Your Python environment has the dependencies from Getting started.
You run commands from the repository root.

Step 1: Prepare geometry and energy files

Perceptronium needs:

a trajectory with geometries (for example XDATCAR), and
a text file with one energy value per frame.

If your energies are in OUTCAR, extract them first:

grep "y  w" OUTCAR | awk '{print $7}' > XDATEN

Now you should have a matching pair like XDATCAR and XDATEN.

Note

Ensure the number of energies in XDATEN equals the number of trajectory frames in XDATCAR.

Step 2: Convert to a package file

Convert your trajectory + energies to a binary .pkg file:

python3 pysrc/xdatcar2pack.py \
  -x /path/to/XDATCAR \
  -e /path/to/XDATEN \
  -o /path/to/my_system.pkg

You can repeat this for multiple simulations (for example, low/high temperature runs).

Step 3: Create the request file

The request file defines which symmetry functions are computed and with which hyperparameters (G0, G1, G2, G3, G3f, G4, G5).

The easiest way to start is to copy the example request file and edit it:

cp data/request data/my_request

Then open data/my_request and adapt the sections/values to your system.

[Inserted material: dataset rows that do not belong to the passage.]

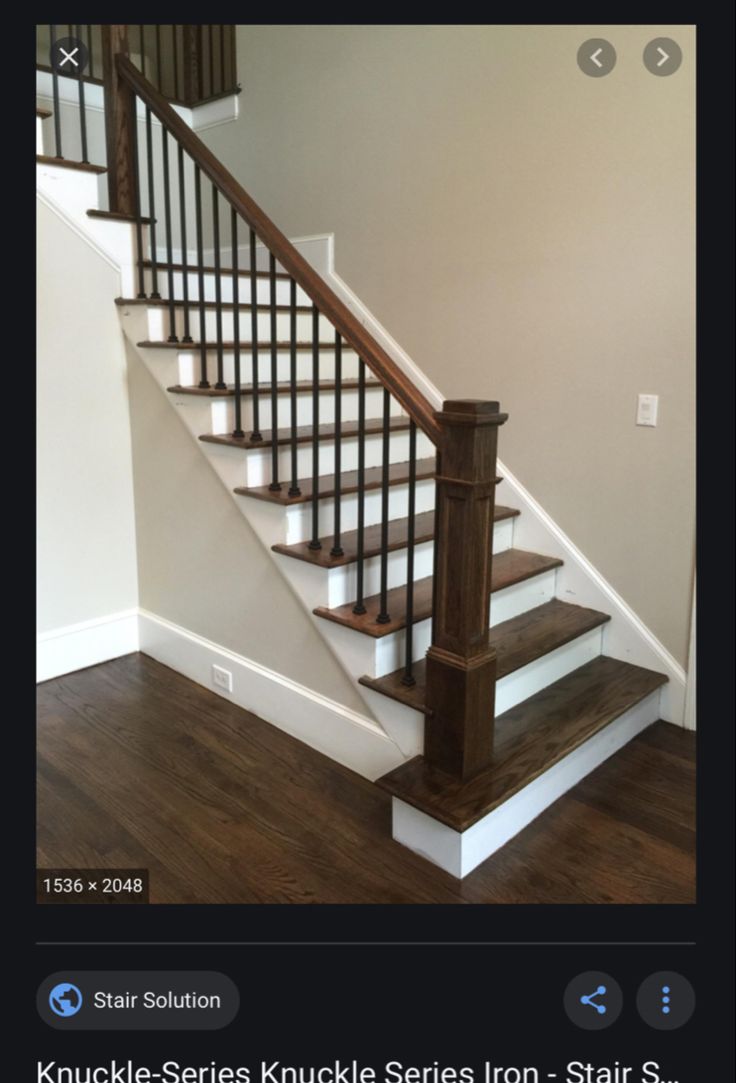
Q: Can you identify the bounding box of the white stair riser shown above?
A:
[176,344,370,387]
[283,479,435,545]
[144,268,312,307]
[489,569,556,628]
[392,691,659,878]
[145,304,334,344]
[496,628,603,715]
[210,388,402,432]
[241,430,431,485]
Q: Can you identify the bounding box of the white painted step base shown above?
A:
[392,689,659,879]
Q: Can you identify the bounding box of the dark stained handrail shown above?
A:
[116,54,442,444]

See Symmetry Functions for the functional forms.

Step 4: Generate descriptors

Run the descriptor generator with your package file and request file:

./build/bpsfp \
  -d /path/to/my_system.pkg \
  -r data/my_request \
  -o /path/to/my_system_coeff.npz

This creates an .npz file containing the energies and generated symmetry-function coefficients.

Step 5: Fit a neural network

Use the training utilities in torch/ with:

one or more descriptor files (*.npz), and
the same request file used during descriptor generation.

Minimal training example:

import os
from perceptronium import MultiMolDataset, MolFitter

paths = [
    os.path.join('data', 'my_system_coeff.npz'),
]

dataset = MultiMolDataset(paths, os.path.join('data', 'my_request'))

fitter = MolFitter(num_types=2)  # set this to the number of element types
fitter.fit(dataset, num_epochs=2000)

A practical reference script is available at torch/train_ch4.py.

Summary workflow

OUTCAR -> extract energies to XDATEN.
XDATCAR + XDATEN -> convert to .pkg.
Create/edit request file.
.pkg + request -> generate .npz descriptors.
.npz + request -> fit network in PyTorch.